A deep learning approach to multi-track location and orientation in gaseous drift chambers
Pengcheng Ai, Dong Wang, Xiangming Sun, Guangming Huang, Zili Li

TL;DR
This paper presents a deep learning method for precise 3D localization and orientation of particles in gaseous drift chambers, improving accuracy and multi-track handling over traditional techniques.
Contribution
It introduces an end-to-end neural network combining segmentation and fitting for multi-track particle localization in gaseous drift chambers.
Findings
Achieved 8.8 μm position resolution for single tracks
Attained 0.15° angle resolution for single tracks
Significantly outperforms traditional methods in accuracy and multi-track capability
Abstract
Accurate measuring the location and orientation of individual particles in a beam monitoring system is of particular interest to researchers in multiple disciplines. Among feasible methods, gaseous drift chambers with hybrid pixel sensors have the great potential to realize long-term stable measurement with considerable precision.

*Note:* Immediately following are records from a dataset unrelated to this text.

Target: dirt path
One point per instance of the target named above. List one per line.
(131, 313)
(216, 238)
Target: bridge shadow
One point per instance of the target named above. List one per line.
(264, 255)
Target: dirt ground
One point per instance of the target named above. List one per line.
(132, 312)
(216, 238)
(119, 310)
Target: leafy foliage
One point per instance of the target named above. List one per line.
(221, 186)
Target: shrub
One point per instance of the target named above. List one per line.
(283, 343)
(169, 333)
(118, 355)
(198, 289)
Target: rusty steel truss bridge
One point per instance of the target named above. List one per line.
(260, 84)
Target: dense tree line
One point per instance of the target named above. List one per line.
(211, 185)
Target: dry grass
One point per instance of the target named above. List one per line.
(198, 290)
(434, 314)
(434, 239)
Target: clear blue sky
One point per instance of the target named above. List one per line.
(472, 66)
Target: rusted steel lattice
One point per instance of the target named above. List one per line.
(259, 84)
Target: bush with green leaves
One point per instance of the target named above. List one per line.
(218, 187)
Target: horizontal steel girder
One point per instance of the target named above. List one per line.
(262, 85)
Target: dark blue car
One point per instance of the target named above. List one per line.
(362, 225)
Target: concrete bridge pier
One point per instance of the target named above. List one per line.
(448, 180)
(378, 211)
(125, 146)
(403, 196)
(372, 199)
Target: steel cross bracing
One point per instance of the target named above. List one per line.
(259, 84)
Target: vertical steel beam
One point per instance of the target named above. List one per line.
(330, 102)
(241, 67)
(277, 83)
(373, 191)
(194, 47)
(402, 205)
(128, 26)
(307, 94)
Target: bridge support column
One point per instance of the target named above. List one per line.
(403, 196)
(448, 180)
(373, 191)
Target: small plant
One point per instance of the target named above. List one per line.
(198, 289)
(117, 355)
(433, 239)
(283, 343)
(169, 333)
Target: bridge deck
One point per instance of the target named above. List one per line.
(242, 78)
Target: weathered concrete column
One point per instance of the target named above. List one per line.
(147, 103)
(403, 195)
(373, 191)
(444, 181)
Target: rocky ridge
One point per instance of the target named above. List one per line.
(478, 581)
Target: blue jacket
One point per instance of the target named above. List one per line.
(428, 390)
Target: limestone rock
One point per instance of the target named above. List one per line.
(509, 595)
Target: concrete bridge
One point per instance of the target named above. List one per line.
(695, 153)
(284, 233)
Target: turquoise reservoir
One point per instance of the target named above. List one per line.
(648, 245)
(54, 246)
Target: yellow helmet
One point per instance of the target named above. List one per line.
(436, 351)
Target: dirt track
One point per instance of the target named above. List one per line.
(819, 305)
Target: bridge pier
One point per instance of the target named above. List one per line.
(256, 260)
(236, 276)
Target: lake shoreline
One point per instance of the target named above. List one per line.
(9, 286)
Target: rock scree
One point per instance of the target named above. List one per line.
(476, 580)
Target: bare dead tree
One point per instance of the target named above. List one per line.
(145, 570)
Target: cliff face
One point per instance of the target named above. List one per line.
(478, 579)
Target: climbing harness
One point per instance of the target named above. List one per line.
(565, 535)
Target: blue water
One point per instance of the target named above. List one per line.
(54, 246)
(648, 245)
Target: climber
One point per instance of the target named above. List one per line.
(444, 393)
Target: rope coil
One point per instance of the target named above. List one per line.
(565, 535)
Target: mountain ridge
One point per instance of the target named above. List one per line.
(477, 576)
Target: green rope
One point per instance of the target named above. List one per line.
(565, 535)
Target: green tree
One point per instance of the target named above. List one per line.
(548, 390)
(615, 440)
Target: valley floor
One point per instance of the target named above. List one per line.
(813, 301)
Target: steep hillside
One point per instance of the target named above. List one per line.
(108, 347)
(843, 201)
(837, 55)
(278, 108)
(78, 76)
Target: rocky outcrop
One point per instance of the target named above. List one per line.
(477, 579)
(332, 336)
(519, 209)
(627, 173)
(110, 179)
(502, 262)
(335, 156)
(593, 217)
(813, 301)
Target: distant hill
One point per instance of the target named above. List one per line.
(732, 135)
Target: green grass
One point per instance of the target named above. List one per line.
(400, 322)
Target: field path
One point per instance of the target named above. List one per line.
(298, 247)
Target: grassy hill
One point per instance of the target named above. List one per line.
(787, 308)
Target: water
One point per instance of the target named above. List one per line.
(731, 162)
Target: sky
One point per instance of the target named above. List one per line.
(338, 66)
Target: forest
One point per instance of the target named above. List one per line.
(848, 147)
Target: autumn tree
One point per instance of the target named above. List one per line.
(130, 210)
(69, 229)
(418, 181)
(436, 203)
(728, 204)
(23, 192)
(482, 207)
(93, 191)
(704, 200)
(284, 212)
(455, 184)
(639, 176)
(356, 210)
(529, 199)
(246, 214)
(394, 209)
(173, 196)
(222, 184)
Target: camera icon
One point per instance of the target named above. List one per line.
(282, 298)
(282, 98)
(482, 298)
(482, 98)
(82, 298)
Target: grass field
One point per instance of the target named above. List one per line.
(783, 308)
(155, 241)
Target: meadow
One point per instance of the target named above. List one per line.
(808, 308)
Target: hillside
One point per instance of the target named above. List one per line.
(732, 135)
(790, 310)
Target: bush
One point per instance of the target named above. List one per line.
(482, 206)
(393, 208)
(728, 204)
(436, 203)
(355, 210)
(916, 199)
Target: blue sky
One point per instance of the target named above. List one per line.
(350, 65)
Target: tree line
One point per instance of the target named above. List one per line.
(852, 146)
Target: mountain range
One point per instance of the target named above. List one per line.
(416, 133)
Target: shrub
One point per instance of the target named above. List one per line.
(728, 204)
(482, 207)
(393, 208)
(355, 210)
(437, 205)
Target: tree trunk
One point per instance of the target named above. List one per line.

In this paper, we introduce deep learning to analyze patterns in the beam projection image to facilitate three-dimensional reconstruction of particle tracks. We propose an end-to-end neural network based on segmentation and fitting for feature extraction and regression. Two segmentation branches, named binary segmentation and semantic segmentation, perform initial track determination and pixel-track association. Then pixels are assigned to multiple tracks, and a weighted least squares fitting is implemented with full back-propagation. Besides, we introduce a…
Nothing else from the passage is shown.